Katie knew nothing about her parents until late that afternoon. An investigator went to school to get her, and the principal said she had not come to school that morning.
The house was torn apart looking for the two kids. There was an all-out search around the school, neighborhood and adjacent woods to search for her and her brother. Police presumed the killers kidnapped the son and little girl. Police questioned Katie and Kyle’s teachers about who their friends were. Katie and Kyle were missing but what about their friends.
Kyle was not in school, and three of Katie’s friends were absent. Investigators called parents. Parents called each other. Phones were ringing in every house on every block for a mile radius.
The four girls were located at one forty-five. They had taken some cigarettes, some wine and their diaries to an abandoned house in a nearby deteriorating neighborhood. One of them got the idea from a movie and thought it would be fun to have that kind of sisterhood with these three other girls. It was chilly but not cold but then we had candles burning all around us. They were good students, as a rule, so nobody would suspect anything other than they were sick at home.
At one thirty, they put out the candles and hid everything except their diaries since they planned to do this at least once each semester. Police picked them up near the bus stop just as if they were ending their school day.
It was a bad day.

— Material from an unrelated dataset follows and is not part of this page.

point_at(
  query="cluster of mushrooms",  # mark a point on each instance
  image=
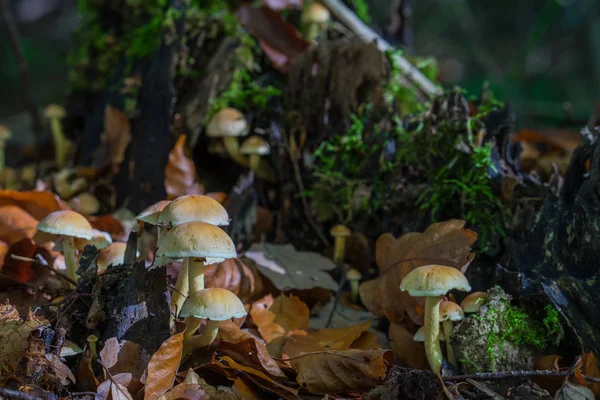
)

Katie watched as each of her friends was dropped off, and parents yanked each one into the house. She was terrified of what her own parents would say. They didn’t go to her house though. She remembered asking, “Why aren’t you taking me home?”

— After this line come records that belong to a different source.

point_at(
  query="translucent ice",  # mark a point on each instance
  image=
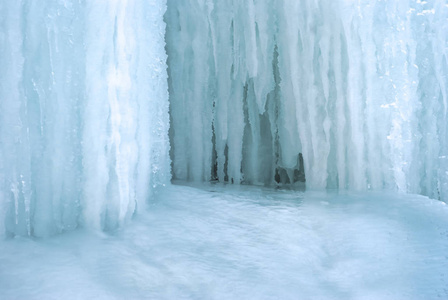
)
(356, 90)
(84, 112)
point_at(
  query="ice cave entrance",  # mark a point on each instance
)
(240, 104)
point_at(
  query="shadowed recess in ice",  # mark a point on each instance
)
(84, 112)
(352, 94)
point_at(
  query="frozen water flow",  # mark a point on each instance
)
(349, 94)
(244, 243)
(83, 113)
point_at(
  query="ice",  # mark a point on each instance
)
(84, 113)
(354, 89)
(223, 242)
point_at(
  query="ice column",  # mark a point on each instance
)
(84, 113)
(352, 94)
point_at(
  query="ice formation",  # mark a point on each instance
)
(347, 94)
(357, 90)
(84, 112)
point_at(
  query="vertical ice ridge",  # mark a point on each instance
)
(84, 113)
(359, 82)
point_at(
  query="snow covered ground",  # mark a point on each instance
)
(239, 242)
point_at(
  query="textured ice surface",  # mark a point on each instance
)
(83, 112)
(358, 88)
(244, 243)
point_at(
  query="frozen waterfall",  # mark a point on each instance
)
(83, 112)
(340, 94)
(349, 94)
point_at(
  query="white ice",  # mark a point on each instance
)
(217, 242)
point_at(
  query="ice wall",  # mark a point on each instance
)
(358, 89)
(83, 112)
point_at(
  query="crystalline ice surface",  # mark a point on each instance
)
(345, 94)
(99, 100)
(84, 112)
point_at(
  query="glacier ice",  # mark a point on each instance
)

The investigator simply said she wouldn’t be going home till later.
“Later. I wish later had never come. But then, I don’t think it ever did,” she said to herself. “I never really went home.”
A court appointed public defender specializing in juvenile delinquency did nothing for her benefit while detectives fired questions at her. “Why did you kill your parents? Who helped you kill your parents? When did you kill your parents?”
“Kill my parents?” She asked the public defender what they were talking about, and he said just answer their questions. “But I didn’t kill my parents. Somebody’s killed my parents?” And she started to cry.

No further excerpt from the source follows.